Spin-coating, polyjet printing and fused deposition modeling are integrated to produce multilayered heterogenous phantoms that simulate structural and functional properties of biologic tissue. Lack of traceable phantom standards that simulate structural and functional heterogeneity of biologic tissue has become the bottleneck for development and validation of biomedical optical devices. This video shows layer by layer fabrication of heterogeneous tissue simulating phantoms by integrating multiple additive manufacturing processes such as spin coating, PolyJet printing and FDM in a production line of 3D printing.
Technical capability of such a production line is exemplified by the automatic printing of skin-simulating phantoms that comprise epidermis, dermis, subcutaneous tissue and an embedded tumor. Material preparation for spin coating printing. Add titanium dioxide powder into SLA photopolymer Resin, stir for 30 minutes on a magnetic stir.
Seal with tin foil and sonicate. Vacuum for 10 minutes. Load it into the storage syringe Material preparation for polyjet printing.
Add material, sonicate, add Chinese Red Dye, load them into the cartridges, put cartridges into the printer. Material preparation for FDM printing. Heat low-density gel wax on a magnetic stir.
Add titanium dioxide powder, add graphite powder into the second beaker. Vacuum load them into the extruder of the hybrid three nozzle module.

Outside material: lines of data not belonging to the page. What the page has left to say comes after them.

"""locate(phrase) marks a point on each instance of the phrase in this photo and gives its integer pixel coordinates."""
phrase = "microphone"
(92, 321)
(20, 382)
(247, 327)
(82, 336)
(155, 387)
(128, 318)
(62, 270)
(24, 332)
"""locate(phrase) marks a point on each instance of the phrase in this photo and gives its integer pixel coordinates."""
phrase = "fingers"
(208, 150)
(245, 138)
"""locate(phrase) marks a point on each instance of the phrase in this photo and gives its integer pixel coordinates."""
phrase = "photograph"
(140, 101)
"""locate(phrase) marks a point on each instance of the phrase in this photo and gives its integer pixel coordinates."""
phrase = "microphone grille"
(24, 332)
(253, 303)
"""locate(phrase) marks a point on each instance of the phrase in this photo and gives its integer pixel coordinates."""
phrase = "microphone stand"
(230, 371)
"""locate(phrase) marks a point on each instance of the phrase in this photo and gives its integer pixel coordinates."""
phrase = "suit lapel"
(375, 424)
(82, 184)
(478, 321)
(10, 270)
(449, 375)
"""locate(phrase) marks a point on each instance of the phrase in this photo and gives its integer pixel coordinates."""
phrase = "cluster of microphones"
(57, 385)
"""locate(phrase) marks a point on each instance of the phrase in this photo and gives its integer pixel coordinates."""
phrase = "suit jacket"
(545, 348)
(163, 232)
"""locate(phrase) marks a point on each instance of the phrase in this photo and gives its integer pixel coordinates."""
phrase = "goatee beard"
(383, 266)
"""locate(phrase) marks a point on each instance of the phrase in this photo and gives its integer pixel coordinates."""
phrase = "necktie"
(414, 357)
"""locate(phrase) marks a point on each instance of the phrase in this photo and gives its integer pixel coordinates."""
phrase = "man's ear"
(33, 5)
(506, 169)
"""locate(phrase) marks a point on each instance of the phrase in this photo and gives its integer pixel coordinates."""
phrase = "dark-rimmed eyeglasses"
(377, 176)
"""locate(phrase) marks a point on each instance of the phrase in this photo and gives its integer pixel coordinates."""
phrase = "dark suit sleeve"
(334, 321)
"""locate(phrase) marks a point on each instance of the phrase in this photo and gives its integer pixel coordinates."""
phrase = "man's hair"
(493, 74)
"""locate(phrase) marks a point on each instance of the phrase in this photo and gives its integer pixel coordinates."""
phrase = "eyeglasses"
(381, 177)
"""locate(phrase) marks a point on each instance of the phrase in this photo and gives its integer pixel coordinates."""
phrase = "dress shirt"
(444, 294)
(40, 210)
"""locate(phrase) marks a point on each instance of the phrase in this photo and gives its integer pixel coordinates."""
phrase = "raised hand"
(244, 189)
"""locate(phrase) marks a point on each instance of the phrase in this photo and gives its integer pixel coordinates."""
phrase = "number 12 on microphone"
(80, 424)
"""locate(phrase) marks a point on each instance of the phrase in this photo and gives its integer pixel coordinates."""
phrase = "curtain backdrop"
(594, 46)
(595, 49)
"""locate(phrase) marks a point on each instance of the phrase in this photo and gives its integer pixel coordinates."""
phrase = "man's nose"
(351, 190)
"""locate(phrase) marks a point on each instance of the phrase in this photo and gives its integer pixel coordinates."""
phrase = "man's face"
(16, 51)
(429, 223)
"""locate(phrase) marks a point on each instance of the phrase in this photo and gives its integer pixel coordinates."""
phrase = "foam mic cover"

Design of digital optical phantom of skin Setting up parameters for spin-coating.
Set up the parameters of rotating speed and duration in the control software. setup the amount of spin-coating material and the time of light-curing. Preparation of source file for polyjet printing, Import the blood vessel image into the software, set the print position and set the inkjet parameters generate the PRN file needed for printing after the setup is complete preparation of G-code for FDM printing, import the tumor model into the Cura software add the all in one nozzle slicing script into the Cura software and slice the model to generate the G-code required for printing Documents import of the printing control software.
Click the File menu item in the menu bar. Load the UV printing PRN files. import the G-code.
Click the Start printing button. The mechanical hand moves the substrate on the loading station to the center center of the spin-coater sample stage. The glue dispenser controls a syringed drip the material to the center of the substrate.
The spin-coater starts to work. Drop the UV lamp and turn it on and the skin epidermis will be printed. Move the substrate to the 3D mobile platform.
Move the substrate to the initial position of the UV printing, push the inkjet printer to the working position. The inkjet printer prints the picture. The UV lamp is pushed by the cylinder and moved down to the position above the substrate, turn on the UV lamp.
Repeat for the next layer of printing until the multilayer printing is complete. The mixing nozzle is moved to the working position by the push of the cylinder print according to the instructions of the G-code. The print is completed until the subcutaneous tissue portion of the tumor portion is printed.
Move the substrate back to the loading station cast the subcutaneous layer phantom with the help of a mold Representative results. Result of automated printing production line. By integrating the 3D printing methods, the system could create a tumor like phantom by following the steps in the protocol.
Taking the simplified multilayer skin model is an example. The epidermis layer, dermis layer and subcutaneous tissue layer with different thicknesses and different optical properties are fabricated by the spin coating method, polyjet printing method and FDM printing method. Through the model the possibility of combining spin coating, polyjet printing and FDM printing to produce optical phantoms was verified it is proved that the system has the potential to produce tissue optical phantom with optical simulation characteristics and structural simulation characteristics.